Greyhound racing stadium in England

Chester Greyhound Stadium was a greyhound racing stadium on Sealand Road, west Chester, Cheshire. It is not to be confused with Sealand Road football stadium.

== Origins and opening ==
The stadium was constructed on the north side of Sealand Road almost next door to the football stadium found on its east side.

== History ==
The first meeting was held on Saturday 3 August 1935, and was opened by Alderman Sheriff W. H.Ebrey. The spectators could choose to view the racing from the County Stand, the Grandstand or Silver ring. The County stand was the most expensive at 2s 6d. The Chester Greyhound Racing Association Ltd owned the stadium and was led by Chairman H. Deverill.

Initially racing was every Monday, Friday and Saturday at 7.45 p.m. with a totalisator available. It closed temporarily from September 1939 until reopening on 14 October 1939 and regularly raced throughout wartime. In 1946 the track remained under the control of the Chester Greyhound Racing Association Ltd.

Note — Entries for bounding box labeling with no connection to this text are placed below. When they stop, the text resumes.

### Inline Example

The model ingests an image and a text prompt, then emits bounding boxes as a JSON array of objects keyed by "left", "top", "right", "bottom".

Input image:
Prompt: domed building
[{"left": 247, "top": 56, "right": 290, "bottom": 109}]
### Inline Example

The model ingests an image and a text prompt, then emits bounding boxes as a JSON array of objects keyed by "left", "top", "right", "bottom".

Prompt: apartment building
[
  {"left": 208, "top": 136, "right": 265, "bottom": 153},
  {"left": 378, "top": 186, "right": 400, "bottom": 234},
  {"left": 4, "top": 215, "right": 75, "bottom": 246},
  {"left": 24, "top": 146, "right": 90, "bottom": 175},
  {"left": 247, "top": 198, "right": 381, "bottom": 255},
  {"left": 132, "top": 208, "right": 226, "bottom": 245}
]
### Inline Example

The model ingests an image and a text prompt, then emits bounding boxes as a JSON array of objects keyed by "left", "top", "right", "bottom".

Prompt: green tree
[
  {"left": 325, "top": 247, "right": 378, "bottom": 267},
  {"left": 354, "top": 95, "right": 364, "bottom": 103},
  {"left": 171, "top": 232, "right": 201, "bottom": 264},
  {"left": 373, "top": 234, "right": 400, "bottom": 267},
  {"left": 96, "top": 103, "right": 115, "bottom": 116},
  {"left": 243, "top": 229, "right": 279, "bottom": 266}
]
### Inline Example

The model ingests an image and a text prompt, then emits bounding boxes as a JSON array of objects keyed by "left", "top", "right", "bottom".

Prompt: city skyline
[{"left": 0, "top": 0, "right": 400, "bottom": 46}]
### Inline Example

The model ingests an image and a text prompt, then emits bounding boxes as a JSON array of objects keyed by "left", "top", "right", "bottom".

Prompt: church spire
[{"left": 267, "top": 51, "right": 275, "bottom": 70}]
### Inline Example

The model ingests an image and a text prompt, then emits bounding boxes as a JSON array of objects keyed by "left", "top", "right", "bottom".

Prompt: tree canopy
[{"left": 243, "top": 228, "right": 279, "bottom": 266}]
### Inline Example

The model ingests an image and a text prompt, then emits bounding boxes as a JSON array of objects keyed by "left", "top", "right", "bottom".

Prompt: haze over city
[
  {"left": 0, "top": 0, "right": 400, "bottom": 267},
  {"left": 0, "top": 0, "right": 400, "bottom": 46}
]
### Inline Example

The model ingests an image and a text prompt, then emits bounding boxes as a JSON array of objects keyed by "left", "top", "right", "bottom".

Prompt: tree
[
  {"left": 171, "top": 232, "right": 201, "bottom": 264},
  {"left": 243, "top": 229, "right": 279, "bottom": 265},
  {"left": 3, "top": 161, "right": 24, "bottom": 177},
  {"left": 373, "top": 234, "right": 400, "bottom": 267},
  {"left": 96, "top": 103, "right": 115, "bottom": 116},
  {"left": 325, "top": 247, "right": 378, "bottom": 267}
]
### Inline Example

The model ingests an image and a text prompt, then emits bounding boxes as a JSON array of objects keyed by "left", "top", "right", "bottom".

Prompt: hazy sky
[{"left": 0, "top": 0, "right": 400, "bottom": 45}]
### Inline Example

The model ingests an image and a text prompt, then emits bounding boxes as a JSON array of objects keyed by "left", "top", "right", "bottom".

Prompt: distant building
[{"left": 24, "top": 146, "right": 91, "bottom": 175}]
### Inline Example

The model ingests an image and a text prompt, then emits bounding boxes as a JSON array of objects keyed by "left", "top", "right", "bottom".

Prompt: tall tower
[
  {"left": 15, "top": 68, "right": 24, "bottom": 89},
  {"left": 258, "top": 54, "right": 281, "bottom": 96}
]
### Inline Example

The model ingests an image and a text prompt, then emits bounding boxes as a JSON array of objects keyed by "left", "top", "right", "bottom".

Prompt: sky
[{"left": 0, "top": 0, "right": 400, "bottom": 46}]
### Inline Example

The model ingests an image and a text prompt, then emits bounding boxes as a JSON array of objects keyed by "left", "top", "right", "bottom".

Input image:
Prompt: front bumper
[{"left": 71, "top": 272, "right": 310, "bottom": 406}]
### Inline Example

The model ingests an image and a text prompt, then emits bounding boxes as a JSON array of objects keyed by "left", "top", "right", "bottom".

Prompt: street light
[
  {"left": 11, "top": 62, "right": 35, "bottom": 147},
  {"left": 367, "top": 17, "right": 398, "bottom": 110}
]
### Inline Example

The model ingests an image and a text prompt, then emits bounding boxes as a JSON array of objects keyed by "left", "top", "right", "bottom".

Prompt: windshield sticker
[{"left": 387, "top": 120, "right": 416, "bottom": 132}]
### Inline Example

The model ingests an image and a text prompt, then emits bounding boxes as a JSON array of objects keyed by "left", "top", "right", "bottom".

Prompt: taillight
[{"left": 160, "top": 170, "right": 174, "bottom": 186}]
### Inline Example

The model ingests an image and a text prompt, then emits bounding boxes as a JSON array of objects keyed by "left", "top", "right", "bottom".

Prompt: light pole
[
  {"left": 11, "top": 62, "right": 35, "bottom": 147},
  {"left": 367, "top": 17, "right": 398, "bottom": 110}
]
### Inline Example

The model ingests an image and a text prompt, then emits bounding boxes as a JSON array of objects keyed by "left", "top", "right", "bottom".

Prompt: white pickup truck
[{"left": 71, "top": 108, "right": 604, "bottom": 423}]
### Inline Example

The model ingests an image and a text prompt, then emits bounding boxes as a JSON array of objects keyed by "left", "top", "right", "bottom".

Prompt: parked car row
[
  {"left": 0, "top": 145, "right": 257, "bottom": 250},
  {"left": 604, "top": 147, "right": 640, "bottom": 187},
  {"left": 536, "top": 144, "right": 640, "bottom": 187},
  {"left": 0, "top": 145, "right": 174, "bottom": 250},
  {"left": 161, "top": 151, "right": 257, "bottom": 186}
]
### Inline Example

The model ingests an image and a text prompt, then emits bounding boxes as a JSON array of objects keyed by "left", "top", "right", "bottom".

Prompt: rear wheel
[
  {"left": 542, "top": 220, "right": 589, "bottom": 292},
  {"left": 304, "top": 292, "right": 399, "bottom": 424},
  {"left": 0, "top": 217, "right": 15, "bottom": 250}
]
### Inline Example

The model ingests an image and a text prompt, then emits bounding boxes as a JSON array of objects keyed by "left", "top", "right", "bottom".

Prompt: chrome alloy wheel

As the racing continued, it was held on Monday and Saturday night, with the track circumference being 440 yards. Race distances were 530 and 755 yards and races consisted of mainly five dogs and using an 'Inside Sumner' hare system. The racing was independent (unaffiliated to a governing body).

== Closure ==
The site closed on 10 January 1987 and was later demolished to make way for a large retail park. The nearby park and retail park are now called Greyhound Park and Greyhound Retail Park.